While there is no denying that some sharp practices have surfaced, but it is a cliché that to negotiate the Indian reality of red tape requires some cutting of corners. Take for instance the very requirement of taking an NOC from the Army (No Objection Certificate) for construction near military stations. Since cantonments dot the Indian landscape, thanks to British post 1857 paranoia, this would be a considerable imposition on developing neighbourhoods in vicinity of cantonments. That the military is to deliberate on the NOC is itself temptation to which the military is being unnecessarily exposed. Cantonments, at some prominent locations such as Pune, Hyderabad etc, being right in the midst of urban agglomerations, would retard development if this rule were not to be given an enlightened go by.
Secondly, while investing in schools, particularly in prized locales such as hill stations, is indeed a gold mine, only those with the capital, risk taking ability and a certain worldliness can pull it off. Therefore, if a certain Mr. Agarwal was undertaking to build a school and created a constituency for it to go through the military bureaucracy, there is little reason to sabotage the school itself. The gains for the military station would have been considerable. Children in school, Army wives getting a teaching job and happier officers staying with families contributing better to combat effectiveness of formations they were serving. Its certainly the kind of environment we’d like in stations manned by troops facing the ‘assertive’ Chinese. But this was not enough to convince its higher HQs.
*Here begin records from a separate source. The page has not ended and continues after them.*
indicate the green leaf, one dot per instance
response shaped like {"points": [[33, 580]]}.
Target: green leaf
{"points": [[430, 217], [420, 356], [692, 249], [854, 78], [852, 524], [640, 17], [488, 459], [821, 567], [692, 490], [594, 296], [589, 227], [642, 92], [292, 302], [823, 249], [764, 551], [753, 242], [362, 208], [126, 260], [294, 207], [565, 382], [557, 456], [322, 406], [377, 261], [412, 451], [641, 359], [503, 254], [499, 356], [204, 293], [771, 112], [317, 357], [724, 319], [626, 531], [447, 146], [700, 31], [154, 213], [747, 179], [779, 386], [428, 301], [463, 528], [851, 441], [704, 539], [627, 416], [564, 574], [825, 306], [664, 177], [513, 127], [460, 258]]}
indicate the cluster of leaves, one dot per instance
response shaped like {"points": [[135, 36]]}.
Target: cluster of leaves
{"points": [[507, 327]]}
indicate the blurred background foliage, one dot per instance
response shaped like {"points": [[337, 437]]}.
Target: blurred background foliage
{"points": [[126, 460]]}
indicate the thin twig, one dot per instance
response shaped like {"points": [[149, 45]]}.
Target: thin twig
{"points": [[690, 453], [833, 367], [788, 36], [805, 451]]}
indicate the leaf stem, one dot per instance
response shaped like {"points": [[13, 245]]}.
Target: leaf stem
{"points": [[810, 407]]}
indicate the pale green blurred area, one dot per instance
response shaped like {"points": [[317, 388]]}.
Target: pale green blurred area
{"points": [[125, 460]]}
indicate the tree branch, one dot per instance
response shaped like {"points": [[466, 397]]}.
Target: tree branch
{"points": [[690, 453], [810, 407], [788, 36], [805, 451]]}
It’s possible that given the known conservatism of the military bureaucracy Mr. Agarwal may have ‘sexed up’ his publicity material on the proposed school. But that reflects less on Mr. Agarwal than our systems based on petty file-pushers requiring every breath taken be justified by precedent and an encyclopaedic ‘statement of case’.
Nevertheless, the General in command felt it necessary to over haul the system to an extent as is now obvious, at some cost to its internal cohesion and image and, as yet uncertain and unknowable, price to be paid in future. Command HQs Kolkata owes well wishers of the Army an explanation. What pray were the security considerations against a school coming up?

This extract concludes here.